Après un accueil en héros dans la nuit du jeudi 19 mars, Oscibi et les autres leaders du mouvement « Le Balai Citoyen » étaient face à la presse ce vendredi 20 mars 2015. Occasion d’éclairer l‘opinion sur les conditions de son arrestation en RDC et de sa détention.

Indignation et étonnement ont été les sentiments du Balai Citoyen à l‘annonce de l‘arrestation de son militant Sibiri Ouedraogo alias Osibi et des membres de leur mouvement activiste frère, « Y’en a marre » du Sénégal, a déclaré Smockey.

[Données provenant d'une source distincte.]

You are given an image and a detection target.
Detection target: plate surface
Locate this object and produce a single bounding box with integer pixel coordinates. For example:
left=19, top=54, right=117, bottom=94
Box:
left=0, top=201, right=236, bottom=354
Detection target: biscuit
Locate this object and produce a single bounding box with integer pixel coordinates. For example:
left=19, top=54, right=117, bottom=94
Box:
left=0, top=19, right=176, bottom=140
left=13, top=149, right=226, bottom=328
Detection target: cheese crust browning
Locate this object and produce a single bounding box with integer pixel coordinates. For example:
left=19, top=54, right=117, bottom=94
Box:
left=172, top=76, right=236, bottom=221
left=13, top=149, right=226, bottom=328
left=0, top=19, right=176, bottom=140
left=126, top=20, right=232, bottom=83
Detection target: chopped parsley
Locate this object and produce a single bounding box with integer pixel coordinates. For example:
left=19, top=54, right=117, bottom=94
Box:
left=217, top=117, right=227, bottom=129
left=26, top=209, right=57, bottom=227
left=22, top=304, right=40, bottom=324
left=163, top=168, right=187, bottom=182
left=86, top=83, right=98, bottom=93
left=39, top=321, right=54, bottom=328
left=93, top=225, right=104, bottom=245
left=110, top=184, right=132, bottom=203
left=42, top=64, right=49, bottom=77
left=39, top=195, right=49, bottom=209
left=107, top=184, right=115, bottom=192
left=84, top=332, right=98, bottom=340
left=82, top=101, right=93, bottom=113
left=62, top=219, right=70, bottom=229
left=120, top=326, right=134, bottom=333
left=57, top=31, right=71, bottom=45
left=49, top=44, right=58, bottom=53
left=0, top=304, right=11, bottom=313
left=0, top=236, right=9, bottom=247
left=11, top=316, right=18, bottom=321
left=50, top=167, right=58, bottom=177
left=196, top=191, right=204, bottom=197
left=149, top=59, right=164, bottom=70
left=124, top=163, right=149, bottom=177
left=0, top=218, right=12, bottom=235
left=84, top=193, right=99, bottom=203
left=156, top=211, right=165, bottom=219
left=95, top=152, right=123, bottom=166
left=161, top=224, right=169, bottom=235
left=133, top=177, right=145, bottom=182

Pour lui, cet acte n’est autre qu’une manière de saper la morale des activistes africains. Prenant la parole, le principal intéressé a d’abord remercié les autorités burkinabè et sénégalaises pour leur implication en faveur de leur libération, de même que la presse dont il estime avoir fait grand pression sur les autorités de la RDC.

Oscibi a ainsi expliqué que c’est à la sortie d’une conférence de presse qu’il a animée en compagnie des activistes sénégalais et congolais qu’ils ont été arrêtés par la police congolaise et déportés à l‘Agence nationale de renseignements à une quinzaine de Kilomètres de là où ils seront répartis dans différentes cellules.

Après presque une demi-journée d’attente, lui et ses camarades vont être auditionnés sans qu’on ne leur dise ce qui leur est reproché concrètement. Le Burkina n’ayant pas de représentation diplomatique en RDC, ce sont les autorités sénégalaises qui ont mené les négociations pour parvenir à leur libération.

Ces dernières sont venues, dit Oscibi, personnellement le rassurer de sa libération. C’est ainsi qu’ils seront relâchés le mercredi 19 mars. Oscibi a confié qu’en aucun cas il n’a subi de maltraitance physique lors de sa détention mais précise avoir été jeté dans le coffre d’un véhicule avant qu’un chef de la police ne somme à ce qu’on le sorte de là.

Quant à une éventuelle poursuite judicaire, Oscibi explique que d’après le procès verbal établi par les autorités congolaises, c’est à la justice burkinabè de décider de son sort. Aussi, ironise-t-il, « on verra si Kabila pourra m’envoyer à la MACO ! Mais je ris parce que la RDC ne donne pas d’ordre à la justice burkinabè ».

Dans les tous les cas, à la fin de cette conférence presse-ci, il n’embarqua pas dans un cargo de policiers.